A tendência cíclica da História faz com que algumas visões do passado se tornem subitamente pertinentes, em leituras regeneradas. A realizadora angolana Pocas Pascoal, na sua primeira longa-metragem de ficção, vem a Lisboa para filmar uma história dos anos 80, em que duas irmãs se refugiavam da devastadora guerra civil. Os tempos eram outros e Angola não era o país próspero e pacífico (relativamente) em que portugueses se ‘refugiam’ da crise económica, mas antes um país dividido e altamente perigoso. É neste contexto que encontramos duas irmãs, mandadas para Lisboa pela mãe para ficarem a salvo do conflito armado, sofisticadas, orgulhosas e sem nenhum interesse especial pelo país. É uma história sobre o crescimento, a mais violenta passagem para a idade adulta, mas também sobre a sempre difícil relação com o país acolhedor. Às tantas, uma das personagens exclama: “Antes morrer do que ser português”. A outra contesta: “Ser português é muito melhor, têm-se direitos, subsídios…” Em 1980, quando a ação se passa, a memória do colonialismo ainda está muito próxima, assim como os fantasmas da guerra civil, pelo que o ressentimento em relação à ex-metrópole é premente.
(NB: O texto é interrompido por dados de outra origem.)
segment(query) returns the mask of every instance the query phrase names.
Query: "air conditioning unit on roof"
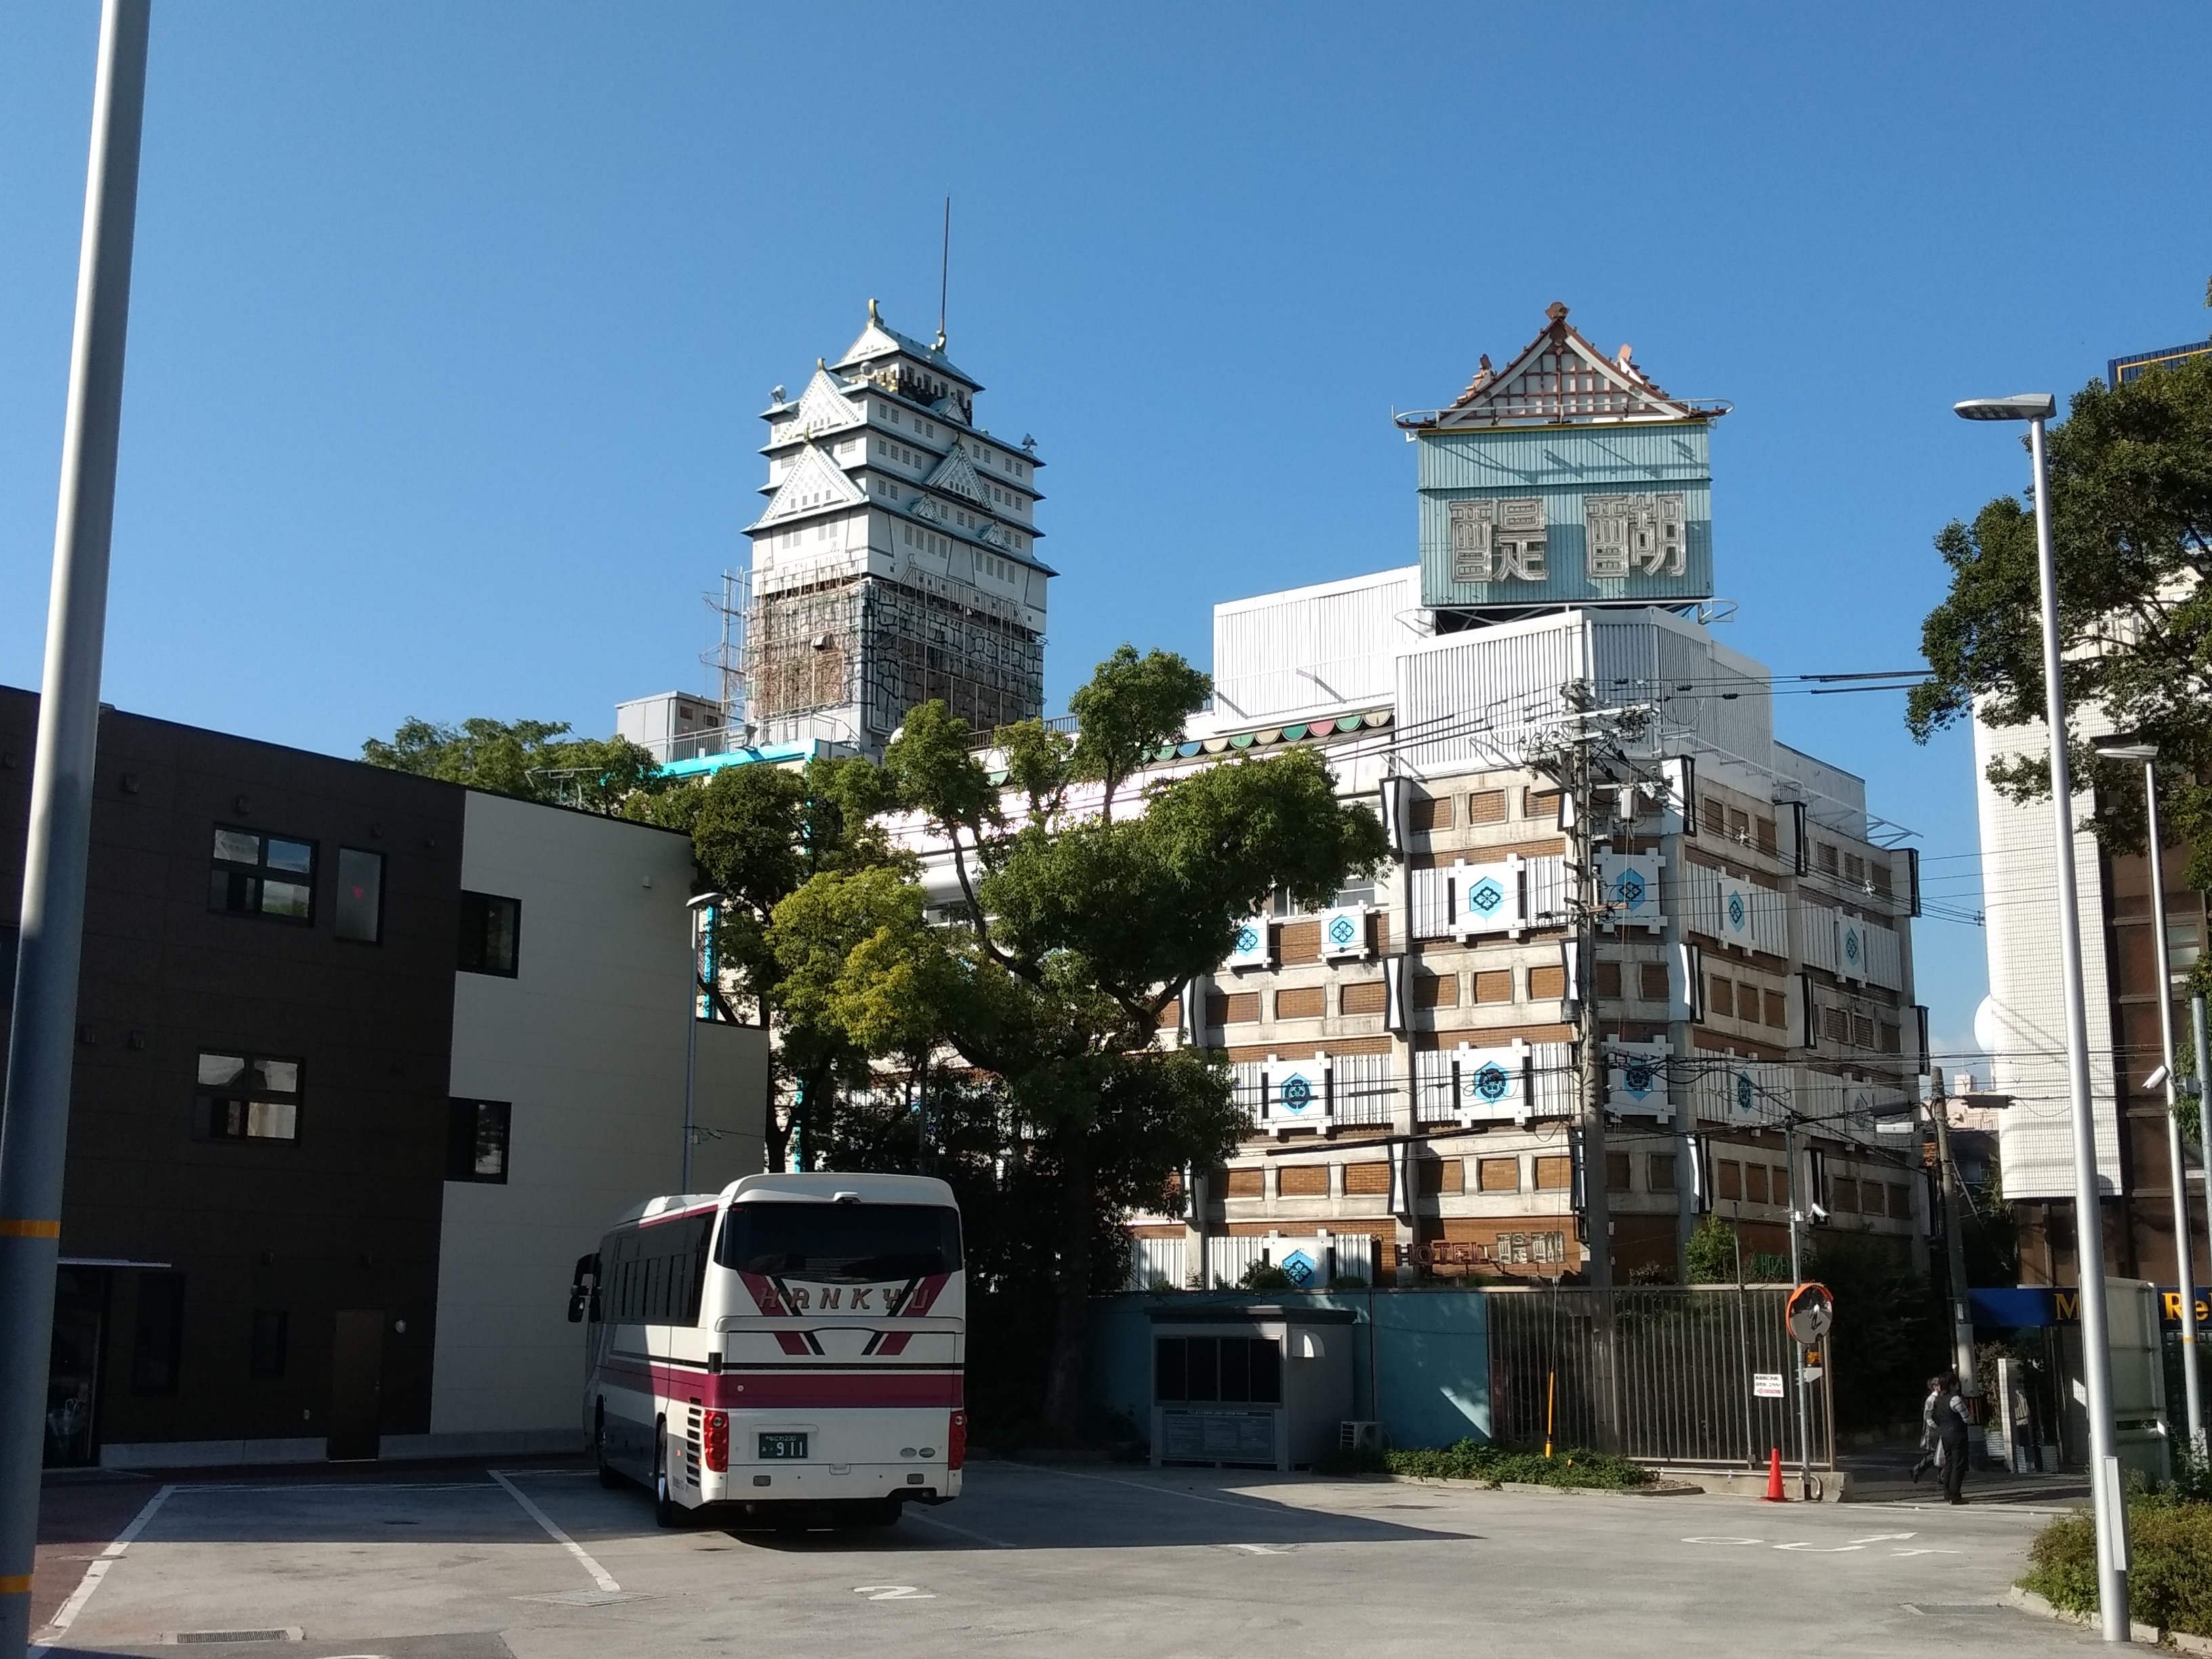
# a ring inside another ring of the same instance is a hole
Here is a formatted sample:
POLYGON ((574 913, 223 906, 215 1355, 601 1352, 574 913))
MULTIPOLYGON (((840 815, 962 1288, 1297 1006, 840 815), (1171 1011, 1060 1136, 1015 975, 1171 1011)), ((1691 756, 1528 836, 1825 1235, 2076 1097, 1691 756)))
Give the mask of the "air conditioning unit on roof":
POLYGON ((1337 1425, 1336 1449, 1339 1451, 1379 1452, 1382 1449, 1382 1425, 1347 1418, 1337 1425))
O filme é corajoso na sua abordagem, sem pruridos, revelando os seus naturais preconceitos, mas localizando-se bem na época, não só ao nível do décor, mas sobretudo emocionalmente. Lisboa é um purgatório amaldiçoado pelo qual as jovens, crescidas na euforia revolucionária, têm que passar. O Eden por elas idealizado é outro, a França, por onde passaram os seus pais, e onde a própria realizadora, Pocas Pascoal, hoje reside. Assim há sempre uma adaptação pesada a um meio, que nunca deixa de ser hostil, incompleto e por vezes incompreensível. Levanta-se a questão: onde é o refúgio do refúgio?
Apesar de ser um filme com algumas imperfeições, sobretudo derivadas de uma abordagem algo ingénua (natural numa primeira obra), opta bem por um olhar naturalista, cheio de bons pormenores e acaba por se tornar uma das mais relevantes obras do cinema angolano contemporâneo, ao mesmo tempo que permite aos próprios lisboetas um olhar diferente sobre a cidade.
Por Aqui Tudo Bem foi premiado no IndieLisboa e já se estreou em França. Tem agora exibição comercial no nosso país enquanto a realizador está prestes a concluir um segundo filme, com o título Menina.